(Bloomberg News) A former Julius Baer Group Ltd. employee's effort to discredit the 121-year-old bank by handing stolen client data to WikiLeaks has put Swiss banking secrecy back in the spotlight.

Rudolf Elmer, who worked for Zurich-based Baer's Cayman Islands unit until December 2002, says he wants to expose tax evasion through the use of offshore accounts. He was detained by Swiss prosecutors after handing over data on about 2,000 cross-border accounts to WikiLeaks' founder Julian Assange on Jan. 17.

"WikiLeaks is changing the dynamic because it's a platform with a worldwide audience," said Teodoro Cocca, professor of wealth management at Johannes Kepler University in Linz, Austria. "The reputational damage for Swiss banking could be much broader than someone selling data to a tax authority."

The questions surrounding Baer follow attacks on secrecy in Swiss banking by U.S., French and German officials. As clients reassess the benefits of cross-border accounts, Baer must decide whether to build branch networks in Europe and Asia to compete with larger rivals such as UBS AG and Credit Suisse Group AG.

"We have no reason to believe that Elmer has anything new," according to Baer spokesman Jan Vonder Muehll. Boris Collardi, who became chief executive officer in May 2009, told Handelszeitung in September that since his arrival, "our motto is that we only accept taxed money."

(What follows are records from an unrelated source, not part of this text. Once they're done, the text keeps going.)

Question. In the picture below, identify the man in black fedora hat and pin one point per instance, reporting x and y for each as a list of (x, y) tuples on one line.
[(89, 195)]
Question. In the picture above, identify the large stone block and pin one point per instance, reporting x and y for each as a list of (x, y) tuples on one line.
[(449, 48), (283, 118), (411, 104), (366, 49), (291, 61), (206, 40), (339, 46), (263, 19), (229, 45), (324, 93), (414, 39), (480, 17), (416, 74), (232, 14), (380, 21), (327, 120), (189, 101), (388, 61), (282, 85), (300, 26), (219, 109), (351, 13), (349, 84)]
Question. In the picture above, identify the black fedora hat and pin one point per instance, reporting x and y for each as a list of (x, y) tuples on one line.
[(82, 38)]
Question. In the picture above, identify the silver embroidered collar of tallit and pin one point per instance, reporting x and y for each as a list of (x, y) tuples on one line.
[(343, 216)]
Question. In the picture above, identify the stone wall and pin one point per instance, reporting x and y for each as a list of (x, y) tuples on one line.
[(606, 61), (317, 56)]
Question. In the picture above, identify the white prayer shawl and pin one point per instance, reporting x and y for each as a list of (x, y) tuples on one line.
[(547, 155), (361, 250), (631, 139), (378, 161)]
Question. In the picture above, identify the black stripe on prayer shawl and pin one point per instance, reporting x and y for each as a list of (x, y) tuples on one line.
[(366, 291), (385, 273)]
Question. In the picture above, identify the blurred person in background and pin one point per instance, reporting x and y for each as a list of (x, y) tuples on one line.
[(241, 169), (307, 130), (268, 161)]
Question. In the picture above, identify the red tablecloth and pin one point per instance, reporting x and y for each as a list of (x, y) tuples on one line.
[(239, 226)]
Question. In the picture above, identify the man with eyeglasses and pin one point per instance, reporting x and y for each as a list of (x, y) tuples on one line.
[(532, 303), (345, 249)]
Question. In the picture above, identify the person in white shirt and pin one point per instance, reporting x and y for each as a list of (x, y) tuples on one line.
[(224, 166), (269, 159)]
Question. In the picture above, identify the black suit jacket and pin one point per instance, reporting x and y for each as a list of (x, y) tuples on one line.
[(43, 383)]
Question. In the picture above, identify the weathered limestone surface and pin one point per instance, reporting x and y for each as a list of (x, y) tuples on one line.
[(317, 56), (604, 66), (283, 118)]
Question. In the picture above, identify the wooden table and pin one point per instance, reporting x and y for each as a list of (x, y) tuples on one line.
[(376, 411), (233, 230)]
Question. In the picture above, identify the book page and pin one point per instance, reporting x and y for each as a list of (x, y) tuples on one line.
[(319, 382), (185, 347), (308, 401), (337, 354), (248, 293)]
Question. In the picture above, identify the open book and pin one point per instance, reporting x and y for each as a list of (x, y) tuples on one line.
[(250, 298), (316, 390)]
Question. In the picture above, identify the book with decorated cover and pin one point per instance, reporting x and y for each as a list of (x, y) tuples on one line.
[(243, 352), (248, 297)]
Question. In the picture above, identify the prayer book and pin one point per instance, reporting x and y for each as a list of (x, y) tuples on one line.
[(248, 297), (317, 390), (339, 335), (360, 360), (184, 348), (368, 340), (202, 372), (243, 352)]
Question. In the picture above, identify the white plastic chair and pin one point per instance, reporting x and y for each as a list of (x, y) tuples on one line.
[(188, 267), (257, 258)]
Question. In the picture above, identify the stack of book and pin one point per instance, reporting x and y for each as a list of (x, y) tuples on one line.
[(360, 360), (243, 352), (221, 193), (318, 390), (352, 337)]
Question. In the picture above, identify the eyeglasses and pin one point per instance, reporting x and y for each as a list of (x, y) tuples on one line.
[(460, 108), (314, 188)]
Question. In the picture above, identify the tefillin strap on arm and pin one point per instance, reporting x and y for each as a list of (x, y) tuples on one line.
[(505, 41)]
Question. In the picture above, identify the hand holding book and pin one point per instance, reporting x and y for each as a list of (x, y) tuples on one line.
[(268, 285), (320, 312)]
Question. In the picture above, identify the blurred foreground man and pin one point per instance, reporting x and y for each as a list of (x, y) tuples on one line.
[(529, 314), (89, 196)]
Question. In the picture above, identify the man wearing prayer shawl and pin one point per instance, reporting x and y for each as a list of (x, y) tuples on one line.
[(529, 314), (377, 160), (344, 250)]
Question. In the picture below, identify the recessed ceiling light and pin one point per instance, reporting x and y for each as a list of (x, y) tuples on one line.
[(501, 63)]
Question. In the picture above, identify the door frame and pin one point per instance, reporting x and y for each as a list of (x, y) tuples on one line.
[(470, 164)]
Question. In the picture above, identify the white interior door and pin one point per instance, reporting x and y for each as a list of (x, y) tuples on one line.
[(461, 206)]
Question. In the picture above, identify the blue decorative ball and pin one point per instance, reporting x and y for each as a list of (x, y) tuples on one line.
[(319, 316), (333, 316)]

Elmer, who is in a Zurich prison while the city's prosecutors investigate whether he broke banking secrecy laws, can't comment, according to his lawyer Ganden Tethong Blattner.

Earnings Outlook

Baer is scheduled to report results on Feb. 7. Full-year net income probably rose to 454 million Swiss francs ($479 million) from 389 million francs in 2009, according to the mean estimate of nine analysts surveyed by Bloomberg.

The company's plan to double the number of employees in Asia within five years is costly and raises questions about the profitability of such an expansion, said Peter Thorne, a London-based analyst at Helvea.

The involvement of WikiLeaks, after informants helped authorities pursue tax-evasion cases involving UBS, HSBC Holdings Plc's Geneva private bank and Liechtenstein's LGT Group, is an escalation of the stolen data issue, according to Konrad Hummler, managing partner of Wegelin & Co., Switzerland's oldest private bank.

Bernhard Bauhofer, founder of Sparring Partners GmbH, which advises financial companies on managing their reputations, said Baer has contained the threat posed by Elmer.

"The industry is starting to get used to this problem" of data theft, said Bauhofer. "Any damage from WikiLeaks seems to be under control as they managed it properly."

Whistleblower

Elmer, who worked for Baer for 15 years, was found guilty in a separate case on Jan. 19 of making a death threat against a bank employee and of breaking Switzerland's client-secrecy laws.

Elmer "is a whistleblower and he has important things to say," Assange told reporters in London on Jan. 17. He said the data will take at least two weeks to check and disseminate.

WikiLeaks was not immediately available for comment after being e-mailed by Bloomberg News.

WikiLeaks drew condemnation from the U.S. government for posting thousands of classified diplomatic communications and military documents on its website, including a video of a July 2007 helicopter attack in Iraq that killed a Reuters television cameraman and his driver.

Analysts at Goldman Sachs Group Inc. expect client inflows to reach the top of Baer's 4% to 6% target range. The New York-based firm has increased its price target for Baer shares to 54 francs. The stock gained 25% in the past 12 months, closing yesterday at 43.15 francs.

Returning Capital

"We no longer factor in an adverse scenario related to taxation issues" as negotiations between Switzerland and governments in the U.K. and Germany will provide greater clarity, the Goldman Sachs analysts, including Jean-Francois Neuez, Monica Kalia and Jacqueline Cheung, wrote in a Feb. 2 note to clients.

With excess capital equating to about 16 percent of Baer's 8.9 billion-franc market value, Goldman Sachs expects Baer to return money to shareholders. Dividends and share buybacks from Baer, which has about 4,500 works of contemporary Swiss art adorning the walls of its branches worldwide, may exceed 1 billion francs in the next two years, Morgan Stanley estimates.

Baer, the fifth-biggest Swiss wealth manager, may struggle to compete with larger rivals for customers who no longer see an advantage from depositing their money in cross-border accounts, said Mathias Bueeler, an analyst at Kepler Capital Markets SA in Zurich, who has a "reduce" rating on the stock.

Onshore Costs

"The strategy isn't to go onshore because it's not something they can afford, especially as the two big banks scale up in those markets," Bueeler said.

UBS client assets are more than nine times bigger than Baer's end-of-October total of 175 billion francs. The franc's strength may have reduced Baer's assets under management to 169.5 billion francs at the end of December, according to the median estimate of four analysts surveyed by Bloomberg.